月曜の夜、マジシャンのデビッド・ブレイン氏を迎え、スプリントは仕掛けの袋から取り出し、2つのタッチスクリーンを備えたAndroidスマートフォン、京セラ・エコーを披露した。
魔法の比喩は確かにEchoにぴったりだ。京セラのデュアルスクリーンのコンセプトは一見印象的かもしれないが、安っぽい小道具、もっと正確に言えば、一芸に秀でたものになる危険性もある。
デュアルスクリーンの未証明の実績
デュアルスクリーン・コンピューティングデバイスには、陰のある歴史があります。CESなどの見本市で時折耳にすることがあるものの、すぐに姿を消し、実現されなかったプロトタイプの山に埋もれてしまいます。例えば、MSIとASUSはどちらもCES 2010でデュアルスクリーン・コンピューターを展示しましたが、今年のCESでは展示されませんでした。

マイクロソフトは、生産性を重視したデジタルジャーナル「Courier」をプロトタイプ段階にも至らずに開発しました。
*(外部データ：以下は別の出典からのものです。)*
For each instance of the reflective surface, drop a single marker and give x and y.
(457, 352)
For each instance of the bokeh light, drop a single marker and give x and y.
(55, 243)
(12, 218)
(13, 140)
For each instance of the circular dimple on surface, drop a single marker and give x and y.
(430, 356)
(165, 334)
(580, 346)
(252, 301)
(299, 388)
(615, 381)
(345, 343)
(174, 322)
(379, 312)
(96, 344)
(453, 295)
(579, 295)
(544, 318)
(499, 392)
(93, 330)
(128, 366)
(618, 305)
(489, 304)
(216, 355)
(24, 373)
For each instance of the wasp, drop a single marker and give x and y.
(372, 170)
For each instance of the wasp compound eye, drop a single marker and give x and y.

時折流出した写真や動画によって、技術者の間で大きな話題を呼びましたが、2010年4月にマイクロソフトは正式に商用製品化を断念しました。
市場に登場したデュアルスクリーンデバイスでさえ、知名度が低いままです。例えば、東芝のLibrettoは、7インチのタッチスクリーンを2つ搭載した「コンセプトPC」でした。1,100ドルからという価格で少量生産され、発売から数日で完売しました。現在は販売終了となっています。
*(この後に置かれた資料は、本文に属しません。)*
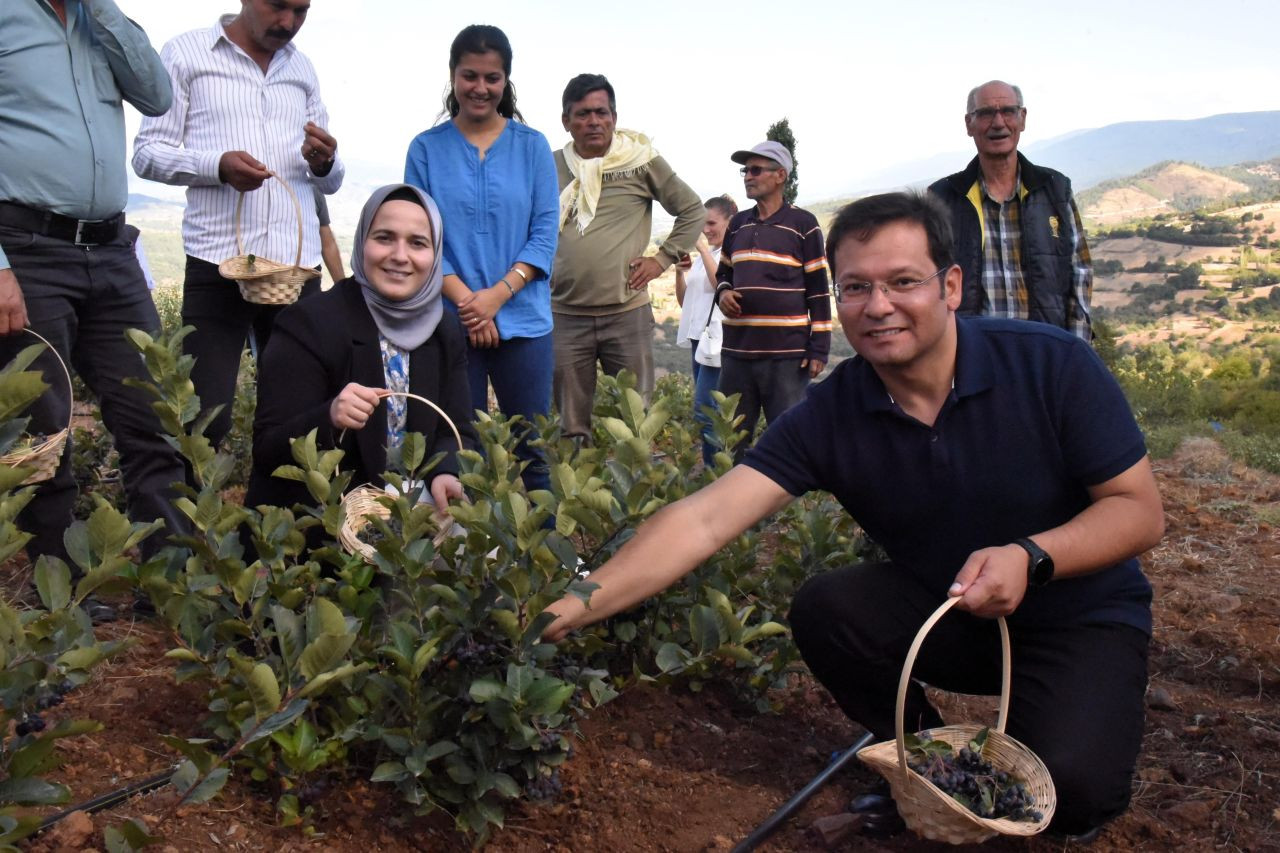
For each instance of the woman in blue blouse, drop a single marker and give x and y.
(494, 181)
同じくニッチなEnTourage eDGeは、E-Inkと液晶ディスプレイの両方を搭載しており、現在も大小さまざまなサイズで販売されています。販売数は不明ですが、このデバイスが主流に浸透していないことは間違いありません。実際に使っている人を見たことがありません。
これらすべての例の中で唯一例外的なのはニンテンドーDSですが、これは最初から優れたソフトウェアと強力な開発者サポートによって成功を収めた単一用途のデバイスでした。京セラEchoには、それらは一切ありません。
教訓は得られましたか?
デュアルスクリーンデバイスは、コア機能の妨げとなるリソースを必要とするため、問題を抱えています。Librettoは、2台(あるいは3台)のネットブックをダクトテープで繋ぎ合わせたよりも高価であり、eDGeは優れたAndroidタブレットでもなければ、最高の電子書籍リーダーでもありませんでした。
京セラのEchoも例外ではないかもしれない。モトローラの初代Droidよりも厚く重く、バッテリーも2個付属しているため、1つのバッテリーでは長持ちしない可能性がある。また、1GBのRAMと1GHzのSnapdragonプロセッサを搭載しているにもかかわらず、動作が遅いとの報告もある。
スプリントと京セラにとっての課題は、こうした懸念を払拭するほど魅力的な機能を生み出しているかどうかだ。フルスクリーンの仮想キーボードで入力したり、Outlookのようにメールを閲覧したり、動画を見ながら別の動画を視聴したりといった機能だけでは、十分ではないかもしれない。